Jessi Streib, Allison Hurst, and Betsy Leondar-Wright (and their publishers) gave out many copies of a Class Cultures Caucus flyer with information about WCSA and the newly formed Class Cultures Caucus.
These three also organized a get-together over dinner which was well-attended. Some WCSA members and attenders came (including Lisa McKenzie, Colby King, Debbie Warnock, Jenny Stuber), but also people new to our network, including Joan Williams, author of White Working Class.
In the spirit of WCSA Treasurer Ken Estey’s encouragement to “go forth and multiply,” participants went out and encouraged interested sociologists to get involved with WCSA! The organizers gathered a list of over 30 people newly interested in WCSA. Jessi shared an inspiring description at the dinner for how great the WCSA conferences are, and we hope we may see some new people come to Stony Brook next year as a result.
Besides info on the next WCSA conference, the journal, the blog, the Caucus, Working-Class Academics and Class Action, participants also shared a call for papers that other WCSA members might be interested in. This CfP is for a mini-conference on Class and Culture convened by Annette Lareau and Elliot Weininger at the Eastern Sociological Society in February in Baltimore.
The Class Cultures Caucus founders (Barb Jensen, Jack Metzgar and Jeff Torlina as well as sociologists Jessi, Allison, and Betsy ) will come be working on plans to encourage some of those new folks to get more involved with WCSA. In the meantime, please continue to encourage other folks to get more involved with WCSA.
WCSA President Dr. Michele Fazio visited Bridgewater State University for several events last month. The visit was organized by BSU’s Class Beyond the Classroom (CBtC), along with BSU’s College of Humanities and Social Sciences, the Honors Program, and the Service Learning and Civic Engagement Initiative, with the support of BSU’s Promoting Diversity Grant.
Dr. Fazio shared her story as a panelist for an Our Stories event with other CBtC members, including Cynthia Svoboda and Dr. Christine Brandon. The panel discussion was moderated by Dr. Colby King, and involved each panelist sharing their story of going to college as a working-class and/or first-generation college student with an audience of more than 50 students.
Dr. Fazio also led a service-learning workshop titled “Class, Community, and Culture: Documenting Southeastern Working-Class Life in the Service-Learning Classroom,” hosted by Dr. Christy Lyons, in which she discussed her multi-semester oral history service-learning project on archiving the work histories of the Lumbee Tribe.
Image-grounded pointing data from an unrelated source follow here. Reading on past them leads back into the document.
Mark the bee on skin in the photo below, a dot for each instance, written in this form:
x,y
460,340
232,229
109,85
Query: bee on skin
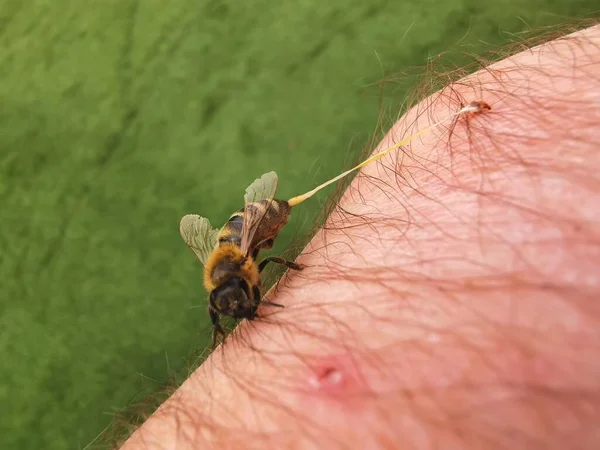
x,y
231,273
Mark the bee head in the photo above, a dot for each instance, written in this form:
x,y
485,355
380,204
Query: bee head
x,y
232,298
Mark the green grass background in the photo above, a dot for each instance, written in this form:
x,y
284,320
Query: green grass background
x,y
118,117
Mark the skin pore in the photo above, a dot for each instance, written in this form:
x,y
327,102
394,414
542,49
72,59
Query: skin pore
x,y
451,299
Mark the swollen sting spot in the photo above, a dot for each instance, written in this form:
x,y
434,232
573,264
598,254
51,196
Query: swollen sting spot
x,y
450,300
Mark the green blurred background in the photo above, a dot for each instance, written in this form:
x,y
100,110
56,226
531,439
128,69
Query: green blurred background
x,y
119,116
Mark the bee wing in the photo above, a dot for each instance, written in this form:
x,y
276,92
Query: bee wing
x,y
198,235
263,188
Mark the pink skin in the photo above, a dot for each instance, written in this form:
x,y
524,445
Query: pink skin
x,y
461,314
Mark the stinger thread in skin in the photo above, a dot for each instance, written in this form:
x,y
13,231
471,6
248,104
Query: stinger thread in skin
x,y
229,254
474,107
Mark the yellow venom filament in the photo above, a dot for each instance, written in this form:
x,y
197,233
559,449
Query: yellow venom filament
x,y
474,107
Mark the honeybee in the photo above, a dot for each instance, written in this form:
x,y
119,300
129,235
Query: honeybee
x,y
231,272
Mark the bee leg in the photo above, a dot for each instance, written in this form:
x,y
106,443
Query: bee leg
x,y
257,297
275,259
217,329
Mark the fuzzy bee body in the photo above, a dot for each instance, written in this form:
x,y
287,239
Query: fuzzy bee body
x,y
231,273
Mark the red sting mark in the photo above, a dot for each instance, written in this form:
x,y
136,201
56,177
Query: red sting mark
x,y
335,375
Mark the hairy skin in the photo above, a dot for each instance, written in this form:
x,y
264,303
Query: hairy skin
x,y
450,301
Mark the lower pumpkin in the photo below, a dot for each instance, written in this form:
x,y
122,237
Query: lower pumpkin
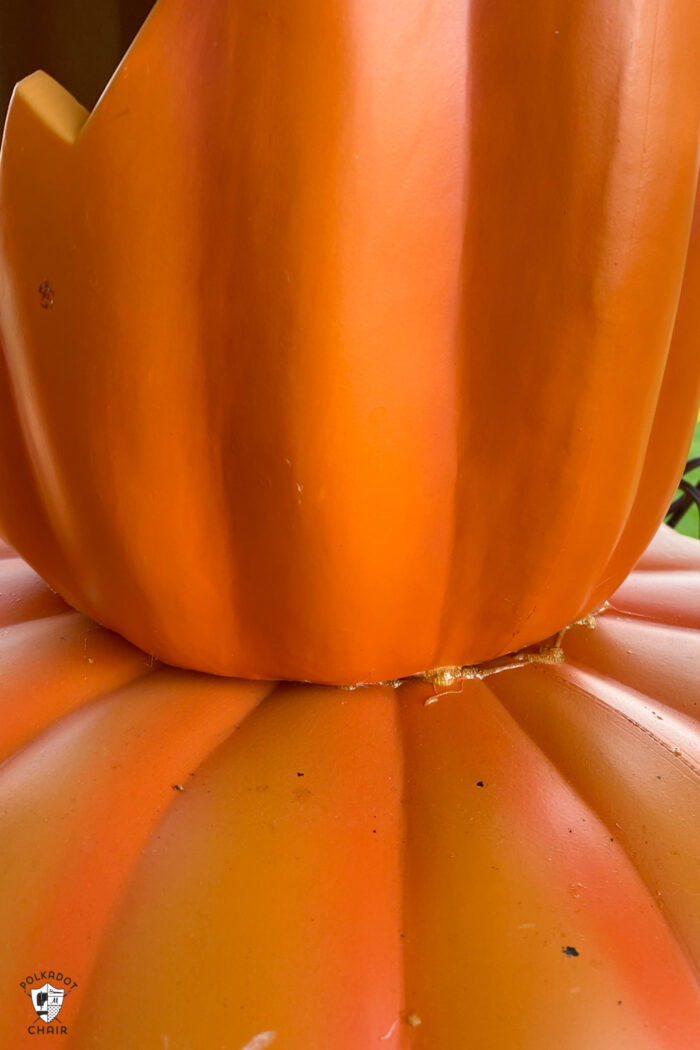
x,y
217,863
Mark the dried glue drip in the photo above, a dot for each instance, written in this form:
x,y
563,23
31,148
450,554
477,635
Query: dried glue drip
x,y
444,676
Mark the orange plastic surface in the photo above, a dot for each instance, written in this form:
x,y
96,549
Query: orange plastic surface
x,y
348,869
343,340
Later that day, Dr. Fazio led a Pizza and Professors discussion hosted by Dr. Teresa King and the Honors Center, during which she discussed her experience teaching an Honor’s course on social justice, inequality, and migrant farmworkers. She provided an overview of students’ service-learning projects currently in progress to promote National Farmworker’s Awareness Week, and discussed her current research project on labor radicalism and Italian American working-class culture.
The visit to BSU was particularly noteworthy because Dr. Fazio is an alum of BSU.